J'estime nécessaire de veiller à ce que les jeunes de quinze à seize ans rencontrent des filles à un cours de danse, à des soirées ou à des occasions diverses. C'est à quinze ou seize ans (c'est un fait prouvé par l'expérience) que le jeune garçon se trouve en équilibre instable. S'il a un béguin de cours de danse ou un amour de jeunesse, il est sauvé, il s'éloigne du danger. En Allemagne, nous n'avons pas besoin de nous préoccuper de savoir si nous mettons les jeunes trop tôt en contact avec les filles et si nous les poussons à avoir des relations sexuelles -- c'est un problème très sérieux, dont on parlait autrefois en riant et en disant des obscénités, mais Dieu merci c'est fini. Non, sous notre climat, étant donné notre race et notre peuple, un jeune de seize ans considère l'amour sous l'angle le plus pur, le plus beau, le plus idéaliste, et à partir du moment où il s'est épris d'une fille (je dois le redire clairement) il n'est plus question pour lui d'onanisme collectif avec des camarades, ni d'amitié à caractère sexuel avec des hommes ou des jeunes garçons.

A partir de ce moment, le danger est écarté. Nous devons maintenant réunir les conditions nécessaires, nous devons éliminer cette attitude qui règne aujourd'hui dans toute la jeunesse, et peut-être aussi dans la SS, et qui consiste à se moquer d'un homme qui accompagne une jeune fille ou qui se conduit correctement avec sa mère, ou encore qui se conduit en gentleman avec sa soeur.

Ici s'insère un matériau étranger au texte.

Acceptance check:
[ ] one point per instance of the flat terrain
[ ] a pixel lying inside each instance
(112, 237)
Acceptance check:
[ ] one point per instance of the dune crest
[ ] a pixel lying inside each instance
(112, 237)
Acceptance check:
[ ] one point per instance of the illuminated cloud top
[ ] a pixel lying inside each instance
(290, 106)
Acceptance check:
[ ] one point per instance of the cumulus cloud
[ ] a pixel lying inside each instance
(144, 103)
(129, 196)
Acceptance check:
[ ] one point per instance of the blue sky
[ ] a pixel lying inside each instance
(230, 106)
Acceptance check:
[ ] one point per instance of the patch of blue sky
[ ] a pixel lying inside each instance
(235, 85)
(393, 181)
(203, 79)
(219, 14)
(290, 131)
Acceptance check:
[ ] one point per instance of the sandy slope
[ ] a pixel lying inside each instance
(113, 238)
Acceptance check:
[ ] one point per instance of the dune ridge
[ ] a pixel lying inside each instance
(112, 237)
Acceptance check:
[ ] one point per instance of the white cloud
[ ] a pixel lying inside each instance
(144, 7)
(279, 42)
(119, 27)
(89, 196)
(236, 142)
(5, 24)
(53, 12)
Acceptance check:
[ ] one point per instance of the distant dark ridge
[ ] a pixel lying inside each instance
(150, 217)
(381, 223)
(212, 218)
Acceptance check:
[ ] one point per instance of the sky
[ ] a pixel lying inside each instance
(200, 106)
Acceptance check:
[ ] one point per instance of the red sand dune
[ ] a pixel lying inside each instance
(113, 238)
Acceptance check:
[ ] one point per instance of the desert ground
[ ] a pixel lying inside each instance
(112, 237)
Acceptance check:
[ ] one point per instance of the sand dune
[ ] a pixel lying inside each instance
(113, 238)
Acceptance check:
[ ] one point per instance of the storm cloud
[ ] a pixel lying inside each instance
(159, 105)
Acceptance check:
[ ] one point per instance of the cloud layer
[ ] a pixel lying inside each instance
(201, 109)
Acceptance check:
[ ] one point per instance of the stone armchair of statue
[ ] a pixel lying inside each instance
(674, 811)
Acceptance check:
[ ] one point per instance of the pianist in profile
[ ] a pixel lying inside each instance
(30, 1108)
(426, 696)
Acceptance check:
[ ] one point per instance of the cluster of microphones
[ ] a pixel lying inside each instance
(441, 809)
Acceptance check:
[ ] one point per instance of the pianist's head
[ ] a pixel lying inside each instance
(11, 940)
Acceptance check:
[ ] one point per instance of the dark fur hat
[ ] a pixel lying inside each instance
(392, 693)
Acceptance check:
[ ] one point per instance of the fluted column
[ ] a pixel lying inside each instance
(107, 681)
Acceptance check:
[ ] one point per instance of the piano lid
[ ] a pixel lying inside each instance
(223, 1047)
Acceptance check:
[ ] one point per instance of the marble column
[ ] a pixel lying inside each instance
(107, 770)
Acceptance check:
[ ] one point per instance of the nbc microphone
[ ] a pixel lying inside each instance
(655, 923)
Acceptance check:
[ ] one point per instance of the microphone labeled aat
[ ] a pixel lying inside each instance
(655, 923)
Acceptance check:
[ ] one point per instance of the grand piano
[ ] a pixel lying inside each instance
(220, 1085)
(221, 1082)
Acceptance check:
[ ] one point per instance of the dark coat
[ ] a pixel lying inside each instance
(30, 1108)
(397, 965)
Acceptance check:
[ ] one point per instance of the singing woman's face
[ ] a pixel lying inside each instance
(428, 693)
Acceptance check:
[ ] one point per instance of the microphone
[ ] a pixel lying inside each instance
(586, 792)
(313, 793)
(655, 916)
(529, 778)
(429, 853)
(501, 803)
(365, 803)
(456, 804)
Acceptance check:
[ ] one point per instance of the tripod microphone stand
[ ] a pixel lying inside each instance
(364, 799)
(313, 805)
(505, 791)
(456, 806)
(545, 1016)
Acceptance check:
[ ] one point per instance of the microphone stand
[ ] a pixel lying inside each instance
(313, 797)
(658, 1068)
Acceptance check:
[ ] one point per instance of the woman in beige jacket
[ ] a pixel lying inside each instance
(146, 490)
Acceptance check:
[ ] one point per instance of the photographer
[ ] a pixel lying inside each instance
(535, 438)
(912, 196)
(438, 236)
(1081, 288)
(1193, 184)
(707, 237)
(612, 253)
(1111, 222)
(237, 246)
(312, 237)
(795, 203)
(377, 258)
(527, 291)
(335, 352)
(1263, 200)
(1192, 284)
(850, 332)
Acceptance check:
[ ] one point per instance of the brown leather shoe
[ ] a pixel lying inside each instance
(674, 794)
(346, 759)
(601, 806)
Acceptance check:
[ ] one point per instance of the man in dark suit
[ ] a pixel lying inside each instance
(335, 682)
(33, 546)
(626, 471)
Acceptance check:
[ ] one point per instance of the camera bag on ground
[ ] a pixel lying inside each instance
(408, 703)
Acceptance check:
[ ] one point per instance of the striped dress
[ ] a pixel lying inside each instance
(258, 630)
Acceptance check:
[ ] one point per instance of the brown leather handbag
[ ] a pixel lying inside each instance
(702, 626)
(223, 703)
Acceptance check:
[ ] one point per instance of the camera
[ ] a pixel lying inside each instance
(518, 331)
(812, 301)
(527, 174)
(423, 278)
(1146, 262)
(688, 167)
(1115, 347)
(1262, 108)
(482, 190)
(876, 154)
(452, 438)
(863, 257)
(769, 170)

Là est le germe de l'homosexualité.

Je considère qu'il était de mon devoir de parler de ces problèmes avec vous, messieurs les généraux. C'est une chose extrêmement sérieuse, que les tracts et les théories modernes ne permettront pas de résoudre. Nous ne la résoudrons pas en disant tout simplement: "Mon Dieu, pourquoi notre peuple est-il aussi mauvais? Cette dépravation des moeurs est épouvantable... " Rien de tout cela ne résoudra la question. Si nous estimons qu'elle est résolue, je me demande pourquoi nous continuons à nous donner tant de mal. Si nous estimons qu'elle ne l'est pas, il nous faut admettre que dans ce domaine notre peuple a été mal dirigé...

Messieurs, les égarements sexuels provoquent les choses les plus extravagantes que l'on puisse imaginer. Dire que nous nous conduisons comme des animaux serait insulter les animaux. Car les animaux ne pratiquent pas ce genre de choses. Une vie sexuelle normale constitue donc un problème vital pour tous les peuples".

Source : Discours sur l'homosexualité, prononcé par Heinrich Himmler à Bad Tölz, le 18 février 1937. Texte extrait des annexes de Le Triangle Rose, Jean Boisson, Editions Robert Laffont, Paris, 1988.

Illustrations : (photos) Heinrich Himmler, Reichsführer-SS, principal artisan de la persécution des homosexuels sous le régime nazi.